April: On Opening Day, Yankees lose 1-0 when Alex Rodriguez, who was on second base in the ninth inning, rounds third on Carlos Beltran’s lone drive to center field but refuses to score until he checks with his agent. Thrown out easily at home, A-Rod blames fans and media for the loss.

May: Iran shocks world by launching heavy rocket attacks against 11 European and Arab Sunni countries, sending Revolutionary Guard into Paris and London and kidnapping Queen Elizabeth. In response, Secretary of State Kerry invites Tehran to discuss over tea, assures Americans that Iran nuclear rollback “still on track.”

June: Pope Francis invites “all people everywhere” to apply for sainthood. “Who am I to say which of us is imperfect?” says Fran (as he asks to be called), after being named winner of Most Popular Papal Pontiff Ever contest.

On presidential election front, Chris Christie ends campaign, citing unfortunate slogan: “Christie—America’s Bridge To The Future.”

Hillary Clinton flies to Jerusalem, promises not to visit Palestinian President Abbas or kiss his wife; Netanyahu pledges not to announce new settlement construction in Jerusalem until Clinton boards plane for home.

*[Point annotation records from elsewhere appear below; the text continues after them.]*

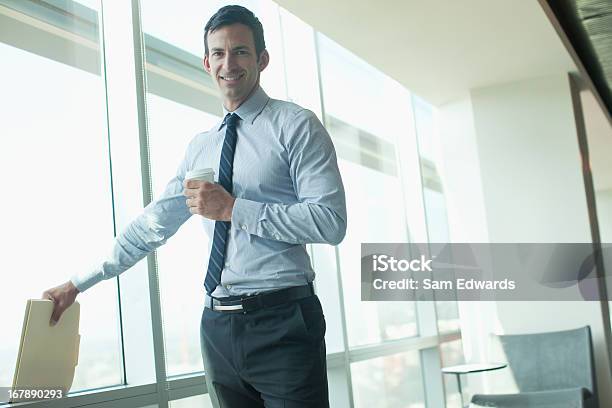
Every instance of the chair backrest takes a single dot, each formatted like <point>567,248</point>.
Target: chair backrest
<point>548,361</point>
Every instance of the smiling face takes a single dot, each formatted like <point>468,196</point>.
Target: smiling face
<point>233,64</point>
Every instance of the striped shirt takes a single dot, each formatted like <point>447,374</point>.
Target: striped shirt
<point>288,193</point>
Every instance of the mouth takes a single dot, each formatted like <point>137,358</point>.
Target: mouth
<point>231,78</point>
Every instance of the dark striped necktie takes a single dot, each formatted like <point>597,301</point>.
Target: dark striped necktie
<point>217,253</point>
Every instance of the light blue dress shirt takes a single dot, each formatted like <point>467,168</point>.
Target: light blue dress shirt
<point>288,193</point>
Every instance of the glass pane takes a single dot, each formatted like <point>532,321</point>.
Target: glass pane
<point>181,260</point>
<point>54,146</point>
<point>197,401</point>
<point>366,144</point>
<point>388,382</point>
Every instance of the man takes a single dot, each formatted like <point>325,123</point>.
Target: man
<point>279,188</point>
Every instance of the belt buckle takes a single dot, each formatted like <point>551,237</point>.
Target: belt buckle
<point>251,303</point>
<point>226,308</point>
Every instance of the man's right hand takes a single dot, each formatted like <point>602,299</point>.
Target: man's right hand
<point>62,296</point>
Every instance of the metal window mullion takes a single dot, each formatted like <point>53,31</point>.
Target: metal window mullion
<point>347,363</point>
<point>147,194</point>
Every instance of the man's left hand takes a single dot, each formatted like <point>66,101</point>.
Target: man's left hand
<point>210,200</point>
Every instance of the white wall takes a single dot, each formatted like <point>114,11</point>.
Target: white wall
<point>521,159</point>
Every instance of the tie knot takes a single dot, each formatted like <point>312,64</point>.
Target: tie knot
<point>231,119</point>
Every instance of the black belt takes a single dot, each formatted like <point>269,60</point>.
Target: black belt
<point>267,299</point>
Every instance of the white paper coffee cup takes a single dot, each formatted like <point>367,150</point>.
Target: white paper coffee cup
<point>206,174</point>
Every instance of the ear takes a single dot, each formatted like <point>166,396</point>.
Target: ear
<point>264,60</point>
<point>206,64</point>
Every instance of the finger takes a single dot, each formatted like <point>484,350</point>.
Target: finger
<point>57,313</point>
<point>191,192</point>
<point>193,183</point>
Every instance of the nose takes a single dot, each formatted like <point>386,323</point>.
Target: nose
<point>229,62</point>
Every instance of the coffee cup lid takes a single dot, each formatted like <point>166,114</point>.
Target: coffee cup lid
<point>197,173</point>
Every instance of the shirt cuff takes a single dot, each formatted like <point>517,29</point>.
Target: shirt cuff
<point>85,281</point>
<point>245,215</point>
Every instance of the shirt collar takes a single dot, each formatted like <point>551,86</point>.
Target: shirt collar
<point>251,108</point>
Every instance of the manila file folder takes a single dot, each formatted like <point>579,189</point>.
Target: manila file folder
<point>48,355</point>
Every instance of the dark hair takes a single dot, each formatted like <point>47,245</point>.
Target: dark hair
<point>229,15</point>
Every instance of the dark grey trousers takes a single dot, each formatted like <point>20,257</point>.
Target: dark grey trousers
<point>272,357</point>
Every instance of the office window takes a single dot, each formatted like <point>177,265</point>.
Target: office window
<point>434,199</point>
<point>54,163</point>
<point>388,382</point>
<point>364,136</point>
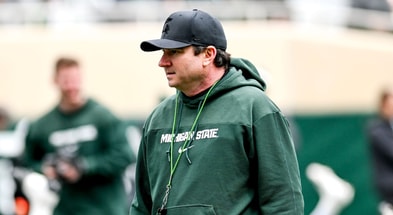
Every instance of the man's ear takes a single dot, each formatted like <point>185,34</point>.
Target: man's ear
<point>210,53</point>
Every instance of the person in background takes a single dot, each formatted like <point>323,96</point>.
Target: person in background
<point>219,145</point>
<point>81,147</point>
<point>380,137</point>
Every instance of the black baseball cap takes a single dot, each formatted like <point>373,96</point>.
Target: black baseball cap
<point>185,28</point>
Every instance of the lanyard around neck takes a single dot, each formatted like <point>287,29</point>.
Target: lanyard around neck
<point>173,164</point>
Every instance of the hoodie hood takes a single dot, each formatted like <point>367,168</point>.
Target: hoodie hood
<point>241,72</point>
<point>248,70</point>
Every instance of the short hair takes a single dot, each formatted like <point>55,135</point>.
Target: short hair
<point>65,62</point>
<point>222,58</point>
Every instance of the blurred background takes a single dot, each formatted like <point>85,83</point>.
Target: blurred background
<point>325,62</point>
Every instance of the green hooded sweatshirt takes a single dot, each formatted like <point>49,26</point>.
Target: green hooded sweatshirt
<point>95,139</point>
<point>239,157</point>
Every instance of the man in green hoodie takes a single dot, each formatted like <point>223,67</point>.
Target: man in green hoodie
<point>81,147</point>
<point>219,145</point>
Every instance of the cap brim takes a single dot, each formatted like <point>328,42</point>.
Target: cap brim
<point>154,45</point>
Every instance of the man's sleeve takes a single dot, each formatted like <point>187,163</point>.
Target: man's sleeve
<point>279,187</point>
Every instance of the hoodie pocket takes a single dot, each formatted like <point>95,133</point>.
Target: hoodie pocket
<point>194,209</point>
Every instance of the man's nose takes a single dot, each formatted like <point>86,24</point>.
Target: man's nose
<point>164,61</point>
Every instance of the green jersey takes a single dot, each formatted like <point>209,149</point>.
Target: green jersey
<point>96,138</point>
<point>234,156</point>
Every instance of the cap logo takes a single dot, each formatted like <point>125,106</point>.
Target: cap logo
<point>166,26</point>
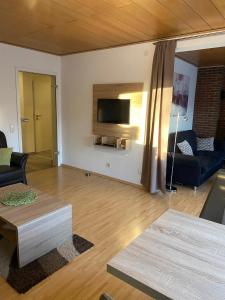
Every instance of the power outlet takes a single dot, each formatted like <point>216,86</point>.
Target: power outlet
<point>108,164</point>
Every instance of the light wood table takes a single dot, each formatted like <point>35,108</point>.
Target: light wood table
<point>35,228</point>
<point>179,257</point>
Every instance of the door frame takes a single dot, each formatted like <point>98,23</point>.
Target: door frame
<point>57,102</point>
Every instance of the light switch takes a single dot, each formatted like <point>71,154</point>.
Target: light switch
<point>11,128</point>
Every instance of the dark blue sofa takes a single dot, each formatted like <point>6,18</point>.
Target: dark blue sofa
<point>193,170</point>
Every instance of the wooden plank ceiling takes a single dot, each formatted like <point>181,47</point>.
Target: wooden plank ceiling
<point>69,26</point>
<point>204,57</point>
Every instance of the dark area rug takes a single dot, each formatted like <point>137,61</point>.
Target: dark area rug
<point>23,279</point>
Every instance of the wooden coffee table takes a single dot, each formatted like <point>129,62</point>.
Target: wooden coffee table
<point>35,228</point>
<point>178,257</point>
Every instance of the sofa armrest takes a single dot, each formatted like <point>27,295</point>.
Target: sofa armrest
<point>187,169</point>
<point>219,145</point>
<point>19,160</point>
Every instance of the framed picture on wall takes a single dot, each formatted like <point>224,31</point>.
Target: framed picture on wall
<point>180,94</point>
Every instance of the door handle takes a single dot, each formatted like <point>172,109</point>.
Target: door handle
<point>25,120</point>
<point>37,117</point>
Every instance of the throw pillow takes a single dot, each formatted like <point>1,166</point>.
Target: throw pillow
<point>5,156</point>
<point>223,219</point>
<point>205,144</point>
<point>185,148</point>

July: New York State Assembly Speaker Sheldon Silver holds first press conference in jail, describes High Holiday services schedule for penitentiary penitents at in-house Congregation Ahavat Kessef. Silver notes need to charge for seats, given the expected overflow, and announces additional Daf Yomi classes.

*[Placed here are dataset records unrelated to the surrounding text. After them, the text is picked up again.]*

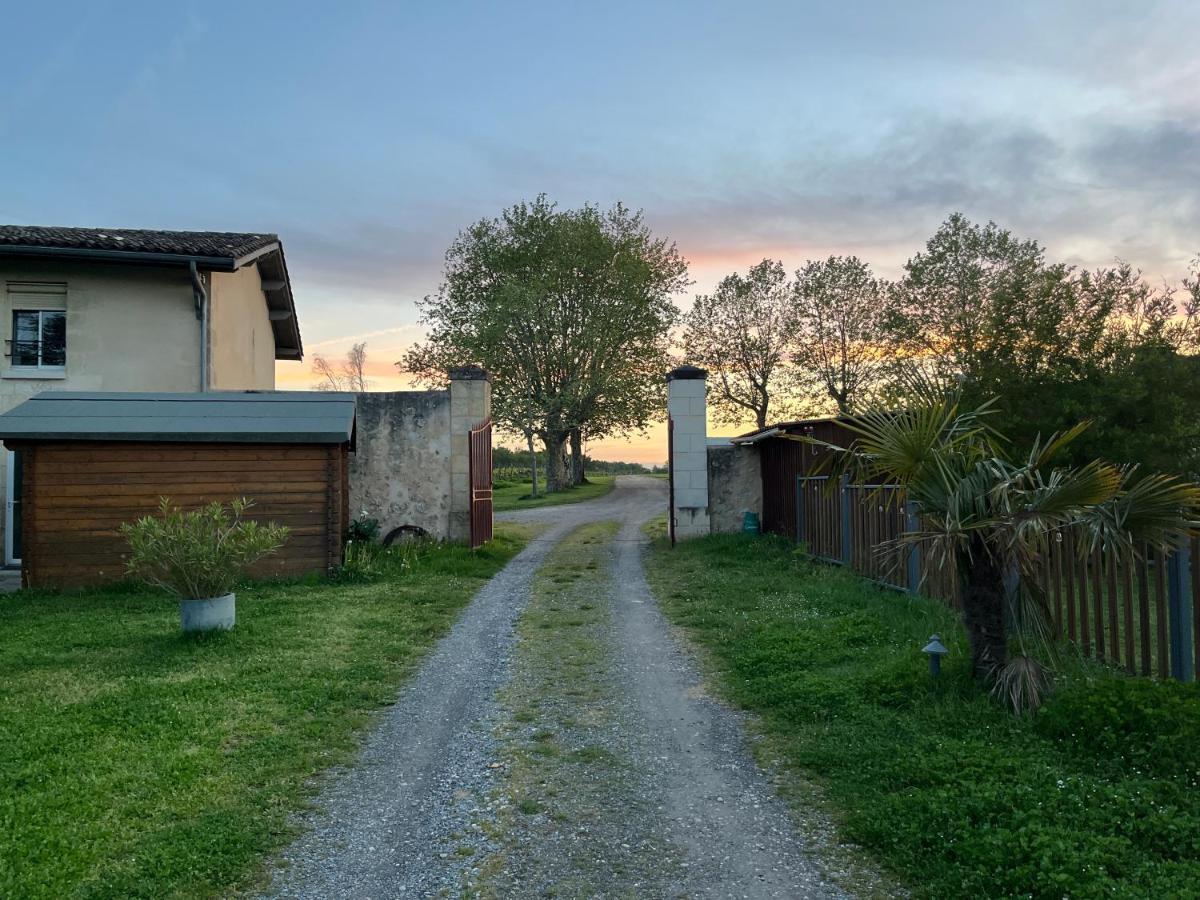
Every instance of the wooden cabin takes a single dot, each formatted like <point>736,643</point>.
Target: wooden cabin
<point>784,460</point>
<point>89,462</point>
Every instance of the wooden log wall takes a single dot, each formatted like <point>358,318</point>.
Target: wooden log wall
<point>76,496</point>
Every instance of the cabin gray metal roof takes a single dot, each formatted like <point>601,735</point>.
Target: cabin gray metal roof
<point>215,417</point>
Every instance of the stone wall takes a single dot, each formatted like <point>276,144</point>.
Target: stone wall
<point>400,472</point>
<point>735,485</point>
<point>411,463</point>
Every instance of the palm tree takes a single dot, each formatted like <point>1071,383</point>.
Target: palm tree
<point>990,515</point>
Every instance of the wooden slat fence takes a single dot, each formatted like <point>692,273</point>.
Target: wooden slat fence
<point>1140,612</point>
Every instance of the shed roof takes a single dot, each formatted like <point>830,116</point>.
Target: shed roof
<point>215,417</point>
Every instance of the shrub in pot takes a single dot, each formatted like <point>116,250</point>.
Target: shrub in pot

At Democratic convention in Philadelphia, “Hail To Hillary” coronation ceremony delayed due to extended bathroom break.

Republicans, meeting in Cleveland, revamp convention procedures, announce Extreme Boxing matches to determine top candidate. Rubio too young to qualify; Bush begs off; Cruz eliminated for low blows.

Calling opponents “lightweights,” Christie considers re-entering race.

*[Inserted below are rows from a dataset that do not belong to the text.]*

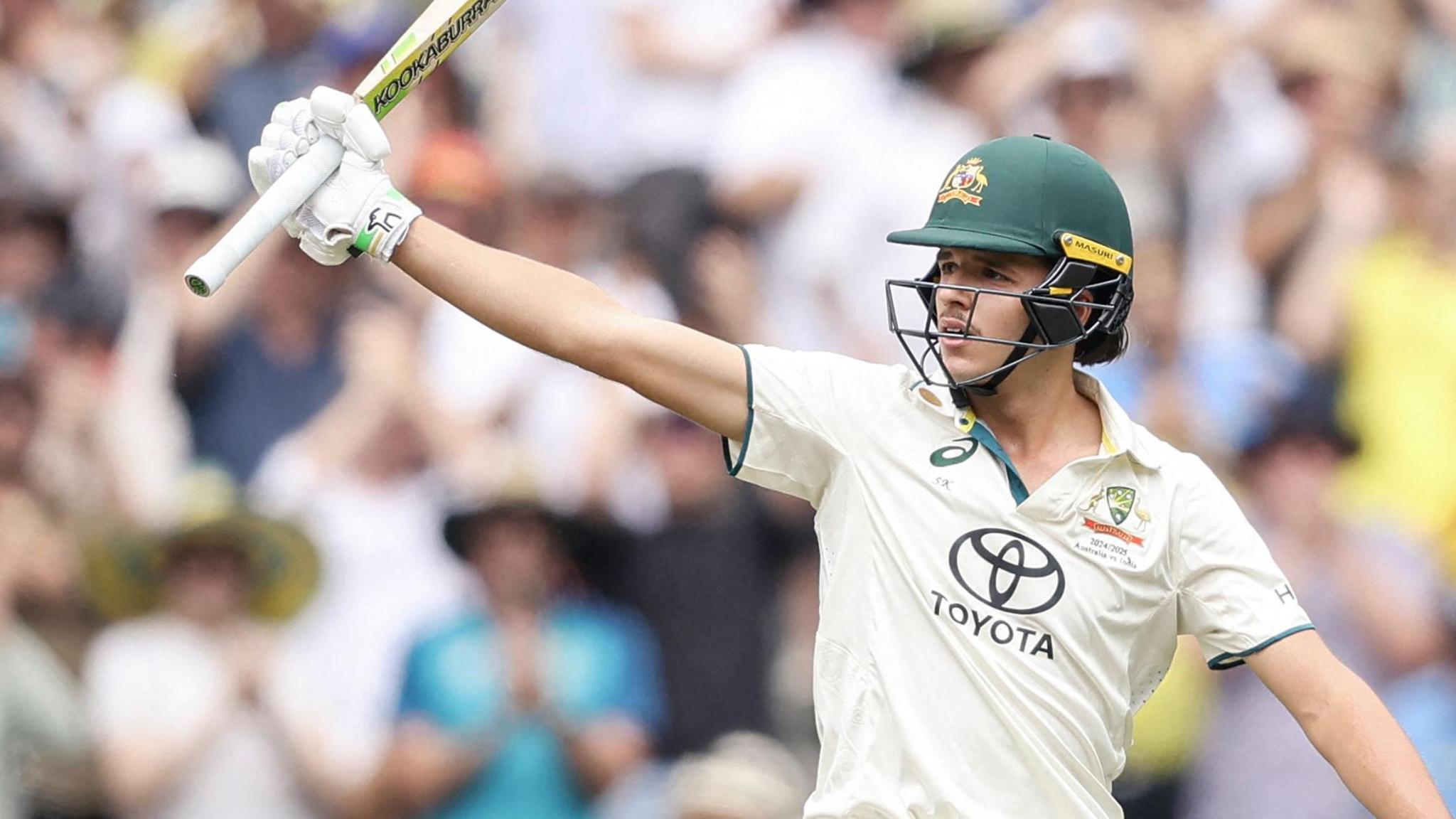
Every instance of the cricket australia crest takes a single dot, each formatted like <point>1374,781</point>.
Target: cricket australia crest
<point>1120,503</point>
<point>964,184</point>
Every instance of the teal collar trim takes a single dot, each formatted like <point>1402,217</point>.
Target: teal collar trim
<point>1229,659</point>
<point>734,466</point>
<point>983,434</point>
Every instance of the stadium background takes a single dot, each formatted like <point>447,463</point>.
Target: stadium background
<point>1290,168</point>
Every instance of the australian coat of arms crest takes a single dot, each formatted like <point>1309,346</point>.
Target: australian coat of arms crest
<point>964,184</point>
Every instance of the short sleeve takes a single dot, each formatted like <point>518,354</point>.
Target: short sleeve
<point>1231,594</point>
<point>805,412</point>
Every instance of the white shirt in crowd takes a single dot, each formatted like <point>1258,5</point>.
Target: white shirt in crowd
<point>162,681</point>
<point>978,656</point>
<point>386,576</point>
<point>829,109</point>
<point>479,373</point>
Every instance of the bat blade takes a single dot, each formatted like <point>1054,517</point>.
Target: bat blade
<point>433,37</point>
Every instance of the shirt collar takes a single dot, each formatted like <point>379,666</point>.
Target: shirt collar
<point>1120,434</point>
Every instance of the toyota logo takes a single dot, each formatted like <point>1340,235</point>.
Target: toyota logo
<point>1008,570</point>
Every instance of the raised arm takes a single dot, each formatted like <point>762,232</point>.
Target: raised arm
<point>569,318</point>
<point>1350,727</point>
<point>547,309</point>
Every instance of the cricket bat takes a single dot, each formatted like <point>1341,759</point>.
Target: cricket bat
<point>433,37</point>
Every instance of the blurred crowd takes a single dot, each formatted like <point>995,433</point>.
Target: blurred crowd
<point>321,545</point>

September: At U.N. General Assembly, Abbas threatens to hold his breath until Israel ends occupation. Palestinians respond enthusiastically, promise glorious funeral for him. Israelis note they invented that form of diplomacy. “Yitzhak Shamir held his breath over everything,” Netanyahu says wistfully.

At U.N. podium, Israeli prime minister tears up his speech, whips out crayons and draws crude picture of firecracker, pledging to light it under “The Supreme Leader’s supreme tuchus.”

On eve of High Holidays, Israelis mark inaugural Honor Our Statesmen Day, bringing snacks and adult magazines to jailed former officials.

October: In rare sign of unity, rabbis of all denominations sign statement agreeing that “the High Holidays are officially late this year.” Effort to add amendment encouraging Jews to treat each other with respect and kindness overwhelmingly defeated.

Donald Trump, campaigning in Brooklyn on Yom Kippur, invites chasidim to bull roast, noting, “I’ll supply the bull.”

In the entertainment world, Miss Universe host Steve Harvey files for divorce, tells court he apologizes for mistakenly marrying the wrong woman.

Defiant comedian Bill Cosby plans showbiz comeback, offering free mixed drinks on Ladies Nights; threatens to sue anyone who doesn’t laugh at his jokes.

November: In Playboy interview, Republican presidential candidate Donald Trump acknowledges he had first asked Cosby to be his running mate but is now pleased he chose Snooki, “my cute and constant campaign companion.” On election eve, Snooki gives birth to baby boy with huge head of blonde hair; Trump’s invisible wife angrily leaves home.

Trump is elected president in landslide, vows to rename executive mansion “Trump House, repeal women’s voting rights and declare all-out war on “bad guys everywhere.”

Millions of Americans plan mass emigration.

Canada overbooked. EU says, “We’ve got our hands full.” Bibi calls on U.S. Jews to make aliyah. “Plenty of room for you in the West Bank,” he says. Assad invites “every American but the Jews” to settle in Syria...

December: Americans awake from bad dream.

Lame-duck President Obama, quoting Gerald Ford after the Watergate scandal, tells nation: “Our long national nightmare is over.”

Though bipartisan congressional leaders beg him to stay on as president, Obama just smiles and says, “God bless us, every one.”